Erling Holm, assistant curator for fishes at the Royal Ontario Museum, has been tracking the decline of the sensitive redside dace in recent decades. Within Toronto, the colourful minnow, which retreats to isolated stream pools during dry periods but needs riffles (fast-moving rocky waters) in which to spawn, is now found only in Morningside Creek.
"The big problem with urban streams is that developers like to build as close as possible to the water. But fish depend not only on what's in the stream but also what's on the bank,' says Holm, noting that redside dace eat insect larvae from vegetation on stream banks.
Yet for all the battering urban waters have taken, finny life persists in far more places than most urbanites realize, a fact attested to by the numbers of cormorants, gulls, night herons and kingfishers that fan out over the city for fish dinners. Seemingly isolated ponds and reservoirs often abound in sunfish, minnows, bass and bullheads all indigenous species.
After breaking free of its concrete lining as it emerges from beneath Eglinton Avenue into a shallow, shaded ravine, Taylor Creek gradually deepens and widens, becoming more varied, wild and rocky. In Warden Woods Park, south of St. Clair, native fish several types of minnows and suction-mouthed, bottom-feeding white suckers finally begin to ply the stream.

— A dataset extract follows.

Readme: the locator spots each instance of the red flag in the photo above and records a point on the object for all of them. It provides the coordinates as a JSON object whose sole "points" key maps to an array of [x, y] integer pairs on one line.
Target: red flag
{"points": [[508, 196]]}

Among the minnows, iridescent-sided creek chub sometimes leave long ridges of tiny gravel mounds where they bury their eggs at the bottoms of slow-moving pools in the creek. Their streammates, dark, speckled blacknose dace, raid these same nests, gobbling the eggs and laying their own in their stead.
All of these fish are tolerant of degraded habitats and are among the most common species found in other urban streams such as Black, Highland and Morningside creeks.
On the other hand, unlike sensitive river habitats, the more stable waters of the lake are seeing a constant increase in the number of acquatic denizens, a response to sharp falls in contaminants such as heavy metals and PCBs and to the creation by the TRCA of spawning channels, artificial reefs and wetlands.
Where pollution-tolerant carp and suckers predominated in the once-murky
inshore waters, large numbers of pike, largemouth bass and even habitat-picky walleye all native are turning the waterfront into a surprise sport fishing hot spot.
Native minnows, too, such as emerald and common shiners, as well as sunfish, are increasingly taking the place of long-dominant alien alewives and smelt as the forage base for predatory fish in the harbour, as a more natural ecosystem re-establishes itself.
Even rarities like threespine stickleback and, most recently, sturgeon are turning up. Some 35 fish species have been found in the Toronto Islands' lagoon area.
And the long-lost Atlantic salmon? It may once again throng Toronto waters. The provincial Ministry of Natural Resources has already reintroduced them in spawning rivers to the east and west of the city.